Potassium fulvate-functionalized graft copolymer of polyacrylic acid from cellulose as a promising selective chelating sorbent
Abstract
Further to our previous study on the grafting polymerization of acrylic acid (AA) from cellulose (Cell) that was accomplished in presence of potassium fulvate (KF) and methylenebisacrylamide (MBA), we report that the produced bio-based graft copolymer show improved chelating activity and promising selectivity. Preliminary investigations revealed that Cu(II) uptake was much higher than that of Co(II) and Ni(II) during competitive removal from their mixture.
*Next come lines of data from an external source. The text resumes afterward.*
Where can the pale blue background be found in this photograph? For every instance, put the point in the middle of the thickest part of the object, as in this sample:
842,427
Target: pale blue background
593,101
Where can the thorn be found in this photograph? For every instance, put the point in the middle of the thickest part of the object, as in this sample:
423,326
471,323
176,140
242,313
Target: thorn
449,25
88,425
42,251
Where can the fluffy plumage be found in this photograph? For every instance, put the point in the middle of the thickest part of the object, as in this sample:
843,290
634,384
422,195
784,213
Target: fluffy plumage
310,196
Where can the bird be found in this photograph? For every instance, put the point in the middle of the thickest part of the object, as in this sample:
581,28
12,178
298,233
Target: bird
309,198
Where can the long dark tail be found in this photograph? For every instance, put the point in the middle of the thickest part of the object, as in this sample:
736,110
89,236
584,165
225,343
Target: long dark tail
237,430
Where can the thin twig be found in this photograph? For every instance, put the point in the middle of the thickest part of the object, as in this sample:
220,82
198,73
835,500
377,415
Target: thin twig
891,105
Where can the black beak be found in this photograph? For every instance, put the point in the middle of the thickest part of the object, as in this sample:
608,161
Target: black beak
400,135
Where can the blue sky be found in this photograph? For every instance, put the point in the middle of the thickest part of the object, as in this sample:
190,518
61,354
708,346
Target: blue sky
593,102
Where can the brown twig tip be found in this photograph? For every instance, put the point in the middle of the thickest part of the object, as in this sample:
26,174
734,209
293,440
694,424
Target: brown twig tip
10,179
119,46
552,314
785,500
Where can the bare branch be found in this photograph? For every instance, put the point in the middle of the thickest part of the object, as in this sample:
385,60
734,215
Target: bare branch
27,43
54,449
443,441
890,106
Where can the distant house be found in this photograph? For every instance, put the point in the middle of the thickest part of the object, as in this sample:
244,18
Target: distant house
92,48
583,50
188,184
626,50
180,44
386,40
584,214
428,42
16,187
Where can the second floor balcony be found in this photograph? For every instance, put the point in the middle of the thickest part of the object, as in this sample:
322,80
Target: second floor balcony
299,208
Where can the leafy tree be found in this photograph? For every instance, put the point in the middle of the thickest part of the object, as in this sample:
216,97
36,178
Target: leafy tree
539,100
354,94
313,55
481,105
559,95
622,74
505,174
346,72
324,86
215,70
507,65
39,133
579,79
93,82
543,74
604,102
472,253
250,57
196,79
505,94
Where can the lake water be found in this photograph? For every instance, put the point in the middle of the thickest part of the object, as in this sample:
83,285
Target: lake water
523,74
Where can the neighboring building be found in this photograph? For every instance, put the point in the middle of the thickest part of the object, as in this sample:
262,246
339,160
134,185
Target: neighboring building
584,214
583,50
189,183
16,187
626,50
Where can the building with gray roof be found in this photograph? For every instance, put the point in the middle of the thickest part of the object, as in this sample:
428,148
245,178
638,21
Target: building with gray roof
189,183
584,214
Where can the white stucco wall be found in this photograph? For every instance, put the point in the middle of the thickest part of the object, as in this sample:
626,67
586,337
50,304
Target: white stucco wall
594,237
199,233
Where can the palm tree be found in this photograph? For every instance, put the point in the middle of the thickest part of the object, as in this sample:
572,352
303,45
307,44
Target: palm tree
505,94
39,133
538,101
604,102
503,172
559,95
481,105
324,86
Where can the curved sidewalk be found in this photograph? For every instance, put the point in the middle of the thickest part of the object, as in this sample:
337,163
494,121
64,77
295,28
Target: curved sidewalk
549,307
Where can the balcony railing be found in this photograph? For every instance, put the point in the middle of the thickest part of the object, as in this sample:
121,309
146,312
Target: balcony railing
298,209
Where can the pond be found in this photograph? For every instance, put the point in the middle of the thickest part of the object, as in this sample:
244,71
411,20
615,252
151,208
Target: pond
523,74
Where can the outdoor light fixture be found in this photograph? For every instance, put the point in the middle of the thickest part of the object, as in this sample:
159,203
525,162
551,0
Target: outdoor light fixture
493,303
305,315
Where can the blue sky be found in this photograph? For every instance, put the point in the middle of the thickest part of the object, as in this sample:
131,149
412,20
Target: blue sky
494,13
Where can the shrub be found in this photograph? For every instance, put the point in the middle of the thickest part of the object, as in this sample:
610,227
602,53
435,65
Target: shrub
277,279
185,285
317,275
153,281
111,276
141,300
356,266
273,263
Selective removal of Cu(II) could proceed very efficiently from the mixture during the first 5 minutes of contact with the chelating graft at pH 5.5, which is attributed to the deprotonation of the –COOH groups above their pKa. Kinetic modeling studies revealed that the second-order model was best satisfactorily approximated, which signifies the domination of the chemisorption on the uptake process. The intraparticle diffusion model confirmed this conclusion and further proved that the uptake process was mainly governed by boundary layer effect as a result of electrostatic attraction while the diffusion-controlled step was insignificant. A thermodynamic study on the competitive adsorption revealed the exothermic nature of the process with adverse effect on the adsorption at elevated temperatures with respect to Ni(II) and Co(II) but to a much lesser extent in case of Cu(II), which signifies its greater affinity.